Polizei sucht Zeugen

Autofahrer missachtet Rotlicht - Busfahrer muss Vollbremsung einlegen

Weil ein Autofahrer eine rote Ampel missachtete, musste ein Busfahrer auf einer Münchner Kreuzung stark abbremsen, um einen Zusammenstoß zu verhindern. Dabei wurden Fahrgäste verletzt.

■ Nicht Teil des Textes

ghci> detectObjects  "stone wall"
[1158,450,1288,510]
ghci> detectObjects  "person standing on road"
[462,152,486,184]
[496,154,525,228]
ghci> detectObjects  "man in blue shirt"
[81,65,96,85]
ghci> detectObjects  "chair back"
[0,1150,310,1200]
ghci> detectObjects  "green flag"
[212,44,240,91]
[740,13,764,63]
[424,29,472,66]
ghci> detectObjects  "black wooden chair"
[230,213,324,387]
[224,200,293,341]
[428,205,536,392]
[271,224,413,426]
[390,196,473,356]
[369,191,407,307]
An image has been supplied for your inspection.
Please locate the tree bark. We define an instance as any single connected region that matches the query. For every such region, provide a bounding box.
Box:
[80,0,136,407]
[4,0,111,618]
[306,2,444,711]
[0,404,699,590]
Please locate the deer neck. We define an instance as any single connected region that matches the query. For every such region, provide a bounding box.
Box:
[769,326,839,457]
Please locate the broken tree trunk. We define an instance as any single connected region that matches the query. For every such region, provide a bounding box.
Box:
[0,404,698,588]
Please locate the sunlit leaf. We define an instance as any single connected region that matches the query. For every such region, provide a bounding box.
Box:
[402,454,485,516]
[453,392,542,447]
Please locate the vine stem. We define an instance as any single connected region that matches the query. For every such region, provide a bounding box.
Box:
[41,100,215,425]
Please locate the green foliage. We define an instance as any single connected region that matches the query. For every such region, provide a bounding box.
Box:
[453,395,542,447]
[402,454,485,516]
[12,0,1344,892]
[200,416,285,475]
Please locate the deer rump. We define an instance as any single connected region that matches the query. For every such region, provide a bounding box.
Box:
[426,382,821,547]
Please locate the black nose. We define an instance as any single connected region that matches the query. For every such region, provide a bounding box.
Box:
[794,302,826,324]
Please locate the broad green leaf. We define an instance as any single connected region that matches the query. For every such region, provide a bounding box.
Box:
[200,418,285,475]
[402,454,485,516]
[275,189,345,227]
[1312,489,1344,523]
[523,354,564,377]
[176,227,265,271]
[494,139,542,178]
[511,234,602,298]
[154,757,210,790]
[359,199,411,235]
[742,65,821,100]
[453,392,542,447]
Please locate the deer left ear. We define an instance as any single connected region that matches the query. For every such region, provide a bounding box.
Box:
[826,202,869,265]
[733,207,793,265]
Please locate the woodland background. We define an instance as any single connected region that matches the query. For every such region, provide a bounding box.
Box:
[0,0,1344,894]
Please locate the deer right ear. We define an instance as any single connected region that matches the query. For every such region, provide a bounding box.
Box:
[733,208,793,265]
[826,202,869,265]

München - Ein folgenschwerer Unfall passierte am Freitag, 10. Februar, gegen 22.30 Uhr an der Kreuzung Häberlstraße/ Lindwurmstraße. Ein 54-jähriger Busfahrer war mit seinem MVG-Linienbus der Linie 58 auf der Häberlstraße unterwegs. An der Kreuzung zur Lindwurmstraße wollte er geradeaus fahren, um seine Fahrt auf der Goethestraße fortzusetzen. Unmittelbar nach der Kreuzung wollte er an der vorgesehenen Haltestelle halten.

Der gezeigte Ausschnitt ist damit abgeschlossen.